The project is expected to upgrade water utilization efficiency from around 45 percent to 70 percent by the end of 2005, thereby saving 90 to 95 billion cubic meters of water annually.

The central government will invest 200 million yuan (US$24 million) in the coming three years to improve irrigation technology and agricultural production management.

The project, to be launched by the Ministry of Science and Technology, is now undergoing a final feasibility study.

Biological technologies, especially the cultivation of drought-resistant corn and wheat breeds, will also be highlighted in the project, according to the ministry.
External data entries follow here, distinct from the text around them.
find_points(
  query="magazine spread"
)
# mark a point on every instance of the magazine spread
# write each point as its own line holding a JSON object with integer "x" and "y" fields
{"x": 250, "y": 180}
According to the ministry, the project is expected to produce about 30 new drought-resistant breeds and 60 water-saving farm technologies. Roughly 30 large agricultural enterprises are expected to construct the relevant facilities.

The ministry called together 19 domestic water experts from around the country yesterday, along with officials from the Ministry of Water Resources and the Ministry of Agriculture, to carry out the final feasibility study and fix the details.

The project, which is one of the 12 key national scientific research items in the country's 10th Five-Year Plan (2001-05), is expected to start next month if the feasibility studies are approved, the science ministry said.

It will combine the efforts of leading water experts around the country, as well as imported technologies, to ease the headache of water shortages.

Vice-Minister Liu Yanhua, who leads the project, noted yesterday that research on the reduction of agricultural water consumption should be started as soon as possible.

And the country's water resources are unevenly distributed, with the northern parts extremely deficient in water, according to Liu.

Areas north of the Yangtze River, which make up around 65 percent of the country's territory and hold 40 percent of its total population, only possess around 19 percent of the nation's water resources, according to the project's feasibility report.

China's population is expected to reach 1.6 billion by 2030. By that time, per-capita water resources will drop from the current 2,220 cubic meters to 1,760 cubic meters, perilously close to the internationally recognized water-shortage benchmark of 1,700 cubic meters, according to the report.

The country's agricultural sector, as a major water consumer, uses more than 400 billion cubic meters of water per year, accounting for 70 percent of the country's annual water supply, said the report.